Bagarres, tentatives de suicide, menaces physiques envers l’équipage : la tension est devenue telle à bord de l’Ocean Viking que le navire humanitaire, qui a recueilli 180 migrants en Méditerranée, s’est déclaré en « état d’urgence ».
« La situation à bord s’est détériorée au point que la sécurité des 180 rescapés et de l’équipage ne peut plus être garantie », a fait savoir ce 3 juillet SOS Méditerranée, l’ONG qui affrète le bateau-ambulance Ocean Viking en proie à une multiplication des scènes de violence depuis qu’il a recueilli ses actuels occupants à travers quatre opérations réalisées entre les 25 et 30 juin.
Étant donné la « tension extrême » qui y règne, l’Ocean Viking s’est donc déclaré « en état d’urgence », une première pour un bateau de SOS Méditerranée, dont les opérations de secours en mer depuis quatre ans et demi avaient commencé avec l’Aquarius.
Affrontements ethniques, menaces de mort
Comme le rapporte l’AFP, qui dispose d’un journaliste à bord, plusieurs bagarres ont éclaté depuis le 2 juillet, principalement entre groupes ethniques. Six tentatives de suicide ont également été recensées.
Le pont est désormais divisé en plusieurs groupes, explique encore l’AFP : d’un côté, environ 130 migrants « patientent dans le calme », espérant rejoindre les rives de l’Europe après avoir fui la Libye ; de l’autre, 44 Tunisiens, Marocains et Égyptiens composent « une minorité agitée » pour laquelle SOS Méditerranée a demandé une évacuation médicale en raison de « détresse psychologique aiguë ». Entre ces deux groupes, l’équipe de l’ONG, en combinaison orange, a dû doubler ses effectifs sur le pont pour des raisons de sécurité.
Bloqués depuis plus d’une semaine en mer, certains migrants auraient en effet développé une paranoïa, explique SOS Méditerranée. Ils estimeraient que l’ONG, de mèche avec les autorités italiennes, gagne chaque jour un peu plus d’argent en les gardant à bord.
« Depuis vendredi, c’est aussi l’équipage qui est visé par des menaces, parfois de mort », toujours selon l’AFP.
« Je ne me sens pas en sécurité, il faut qu’on trouve un port maintenant, c’est une question de sûreté », explique Ludovic, un des marins-sauveteurs déjà présent du temps de l’Aquarius, résumant le sentiment général de l’équipage.

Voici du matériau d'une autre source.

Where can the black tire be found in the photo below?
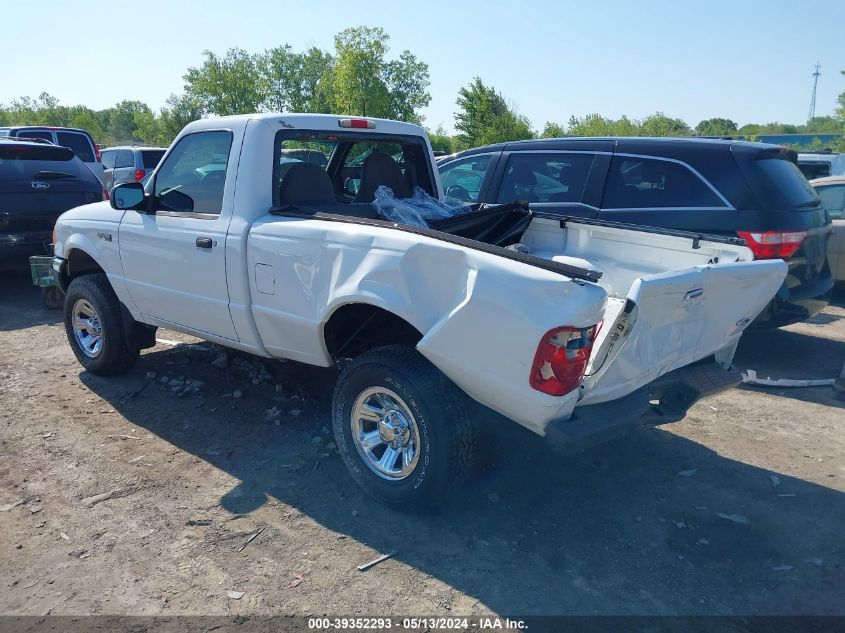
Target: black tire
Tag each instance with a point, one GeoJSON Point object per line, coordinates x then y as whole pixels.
{"type": "Point", "coordinates": [116, 355]}
{"type": "Point", "coordinates": [52, 297]}
{"type": "Point", "coordinates": [442, 414]}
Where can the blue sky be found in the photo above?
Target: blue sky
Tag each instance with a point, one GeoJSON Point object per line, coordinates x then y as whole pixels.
{"type": "Point", "coordinates": [747, 60]}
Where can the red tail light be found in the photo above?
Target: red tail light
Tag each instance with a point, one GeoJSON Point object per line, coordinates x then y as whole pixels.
{"type": "Point", "coordinates": [773, 244]}
{"type": "Point", "coordinates": [357, 123]}
{"type": "Point", "coordinates": [561, 359]}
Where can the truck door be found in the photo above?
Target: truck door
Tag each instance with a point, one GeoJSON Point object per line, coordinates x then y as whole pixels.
{"type": "Point", "coordinates": [174, 256]}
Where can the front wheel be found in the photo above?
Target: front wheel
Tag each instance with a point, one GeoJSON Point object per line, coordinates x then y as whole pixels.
{"type": "Point", "coordinates": [94, 327]}
{"type": "Point", "coordinates": [403, 428]}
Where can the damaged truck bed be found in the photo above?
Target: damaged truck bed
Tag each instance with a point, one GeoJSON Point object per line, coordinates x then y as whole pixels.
{"type": "Point", "coordinates": [575, 329]}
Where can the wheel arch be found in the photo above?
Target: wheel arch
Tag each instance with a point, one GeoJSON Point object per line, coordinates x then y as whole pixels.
{"type": "Point", "coordinates": [357, 327]}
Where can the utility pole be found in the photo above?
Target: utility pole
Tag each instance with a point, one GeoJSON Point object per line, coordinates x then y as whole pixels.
{"type": "Point", "coordinates": [816, 75]}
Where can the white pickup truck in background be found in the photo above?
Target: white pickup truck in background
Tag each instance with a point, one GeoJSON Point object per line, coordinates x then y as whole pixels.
{"type": "Point", "coordinates": [259, 233]}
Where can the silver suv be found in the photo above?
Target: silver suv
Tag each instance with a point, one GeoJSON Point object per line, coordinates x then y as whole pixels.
{"type": "Point", "coordinates": [129, 163]}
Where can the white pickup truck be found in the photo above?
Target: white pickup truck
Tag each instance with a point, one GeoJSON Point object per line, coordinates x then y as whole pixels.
{"type": "Point", "coordinates": [259, 233]}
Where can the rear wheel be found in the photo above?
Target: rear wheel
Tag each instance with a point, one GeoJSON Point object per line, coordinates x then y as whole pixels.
{"type": "Point", "coordinates": [94, 326]}
{"type": "Point", "coordinates": [402, 428]}
{"type": "Point", "coordinates": [52, 297]}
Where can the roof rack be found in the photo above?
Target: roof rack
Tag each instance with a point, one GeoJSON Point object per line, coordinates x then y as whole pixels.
{"type": "Point", "coordinates": [24, 139]}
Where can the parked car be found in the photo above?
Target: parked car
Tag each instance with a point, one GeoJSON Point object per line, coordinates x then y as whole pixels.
{"type": "Point", "coordinates": [832, 192]}
{"type": "Point", "coordinates": [821, 164]}
{"type": "Point", "coordinates": [129, 163]}
{"type": "Point", "coordinates": [38, 182]}
{"type": "Point", "coordinates": [750, 190]}
{"type": "Point", "coordinates": [79, 141]}
{"type": "Point", "coordinates": [576, 330]}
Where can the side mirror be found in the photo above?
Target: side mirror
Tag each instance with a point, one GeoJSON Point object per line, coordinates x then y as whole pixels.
{"type": "Point", "coordinates": [128, 196]}
{"type": "Point", "coordinates": [351, 186]}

Cela fait une semaine que le navire a effectué sa première demande d’attribution d’un port pour débarquer ses passagers. Mais après sept requêtes en autant de jours auprès des autorités italiennes et maltaises – l’un des sauvetages a été effectué à cheval sur les eaux de ces deux pays, tandis que les trois autres l’ont été dans celles de Malte –, l’Ocean Viking a reçu une réponse négative des deux nations.
Dans l’immédiat, face aux motifs avancés pour procéder à une évacuation médicale, l’Italie a proposé le numéro de téléphone d’une psychologue. Une solution qu’a déplorée SOS Méditerranée, pour qui la situation actuelle est la « conséquence directe d’un blocage long et inutile en mer ». « Je suis choqué par la réponse des Italiens. Cela fait presque cinq ans que l’on fait ça [les sauvetages] et on n’a jamais rien vu de tel en matière de violence. On parle d’une situation très inquiétante, il pourrait y avoir des morts. On a besoin d’aide », réclame Nicholas Romaniuk, le responsable des opérations de secours à bord.
« C’est Malte qui nous a alertés et nous a donné la position de l’un des bateaux en détresse, et maintenant ils ne décrochent pas le téléphone. Il n’y a aucune raison pour ces personnes de rester à bord, ni légale ni morale. Le droit maritime international est clair : ils doivent débarquer le plus rapidement possible dans un port sûr », insiste-t-il.
Dans l’après-midi, l’Ocean Viking est allé se positionner au large de la Sicile et attend un signal pour débarquer.